I’d always loved Hudson Hills, but in the days immediately after Amy Honeywell’s murder the atmosphere in town was either grossly titillating or sickeningly morbid. Everyone was in denial that the murder had anything to do with the rapist we’d previously obsesssed about. The local paper quoted a psychologist at Westchester Community College who said that serial rapists very rarely murder their victims. Otto Schultz at Otto the Butcher insisted that either Amy’s husband or lover had killed her. Luigi Caruso at Caruso’s Italian deli was making book as to which one it was—husband or lover. The odds were two to one for the husband. Josie’s Café, the coffee house on Main Street, was gossip central, standing room only; Amy’s horrid murder kept the coffee brewing, the cappuccino machine steaming, and the old-fashioned cash register dinging. But the realty offices in town were, for a change, quiet, sober places: the one undeniable common denominator between the first two attacks and, now, Amy’s murder, was that all three victims had been licensed real estate agents. There was no getting away from that.

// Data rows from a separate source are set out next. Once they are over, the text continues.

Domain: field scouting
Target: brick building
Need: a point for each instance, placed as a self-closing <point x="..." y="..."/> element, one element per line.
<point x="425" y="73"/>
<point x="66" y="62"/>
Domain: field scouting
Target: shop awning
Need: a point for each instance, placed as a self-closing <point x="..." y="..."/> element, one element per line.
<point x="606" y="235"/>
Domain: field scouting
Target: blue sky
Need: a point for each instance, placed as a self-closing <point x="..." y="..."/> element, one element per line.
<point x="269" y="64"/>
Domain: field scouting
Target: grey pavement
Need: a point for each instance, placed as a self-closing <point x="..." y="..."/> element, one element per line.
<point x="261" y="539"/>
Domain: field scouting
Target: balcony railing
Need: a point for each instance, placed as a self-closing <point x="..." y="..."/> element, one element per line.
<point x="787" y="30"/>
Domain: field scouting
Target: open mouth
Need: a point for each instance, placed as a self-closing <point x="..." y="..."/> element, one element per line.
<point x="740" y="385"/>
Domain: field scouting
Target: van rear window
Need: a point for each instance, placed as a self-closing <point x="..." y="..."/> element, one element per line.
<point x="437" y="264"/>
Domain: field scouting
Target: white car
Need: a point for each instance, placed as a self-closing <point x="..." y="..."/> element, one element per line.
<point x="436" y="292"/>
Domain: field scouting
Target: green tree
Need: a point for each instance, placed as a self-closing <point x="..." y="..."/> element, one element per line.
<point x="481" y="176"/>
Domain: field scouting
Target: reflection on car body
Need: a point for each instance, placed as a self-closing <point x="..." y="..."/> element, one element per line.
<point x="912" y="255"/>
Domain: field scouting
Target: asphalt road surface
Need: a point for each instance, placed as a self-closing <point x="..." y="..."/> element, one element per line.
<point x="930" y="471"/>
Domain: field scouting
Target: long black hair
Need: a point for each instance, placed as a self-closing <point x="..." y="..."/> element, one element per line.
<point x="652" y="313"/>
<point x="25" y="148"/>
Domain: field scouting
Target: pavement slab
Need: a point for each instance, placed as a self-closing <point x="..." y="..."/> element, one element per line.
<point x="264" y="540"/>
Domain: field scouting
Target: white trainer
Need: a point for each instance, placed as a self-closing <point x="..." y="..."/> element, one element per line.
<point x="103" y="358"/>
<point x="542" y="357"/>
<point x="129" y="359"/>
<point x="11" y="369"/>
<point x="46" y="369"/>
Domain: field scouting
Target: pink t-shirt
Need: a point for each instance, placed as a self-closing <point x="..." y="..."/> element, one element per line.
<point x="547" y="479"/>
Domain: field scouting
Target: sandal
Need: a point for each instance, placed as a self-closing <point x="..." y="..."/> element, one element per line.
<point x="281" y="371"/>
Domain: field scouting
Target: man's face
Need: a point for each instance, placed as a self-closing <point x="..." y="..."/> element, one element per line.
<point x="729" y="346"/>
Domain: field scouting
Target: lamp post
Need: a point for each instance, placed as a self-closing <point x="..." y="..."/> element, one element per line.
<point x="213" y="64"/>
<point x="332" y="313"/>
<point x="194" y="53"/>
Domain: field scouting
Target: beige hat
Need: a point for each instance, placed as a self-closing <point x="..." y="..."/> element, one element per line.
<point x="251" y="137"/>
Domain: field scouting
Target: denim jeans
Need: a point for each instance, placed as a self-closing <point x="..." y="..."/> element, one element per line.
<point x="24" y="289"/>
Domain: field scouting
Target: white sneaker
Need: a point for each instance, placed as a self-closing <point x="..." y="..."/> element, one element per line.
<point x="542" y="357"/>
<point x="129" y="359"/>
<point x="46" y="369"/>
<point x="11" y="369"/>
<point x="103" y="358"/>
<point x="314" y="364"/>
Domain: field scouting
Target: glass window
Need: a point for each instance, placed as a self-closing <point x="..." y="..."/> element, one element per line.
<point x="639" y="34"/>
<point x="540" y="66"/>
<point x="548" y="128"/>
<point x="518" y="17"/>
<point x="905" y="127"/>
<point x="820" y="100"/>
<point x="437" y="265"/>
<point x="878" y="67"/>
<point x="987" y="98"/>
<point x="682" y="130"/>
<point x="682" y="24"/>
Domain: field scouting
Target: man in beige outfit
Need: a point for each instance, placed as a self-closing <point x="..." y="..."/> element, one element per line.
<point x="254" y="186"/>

And there was no getting away from the murder. It was all over the news. Fox News reported that Amy had a secret life, a love affair with a married man. That was a rumor that many real-estate colleagues had heard, had greeted with some credulity, but had seldom voiced.
Amy’s husband was being questioned. Word got around fast; he’d been seen by both the Methodist minister and the kindergarten teacher—two unimpeachable sources—stepping out of a police cruiser and being ushered into Hudson Hills Police Station. Then an unnamed “person of interest,” probably her lover, was also called in for questioning. Several locals reported seeing him—wearing a Borsalino hat—but since nobody knew who the man was or what he looked like—or even if the lover was a man—I took that news with a grain of salt. But, oh, what juicy scandal! Hudson Hills was abuzz!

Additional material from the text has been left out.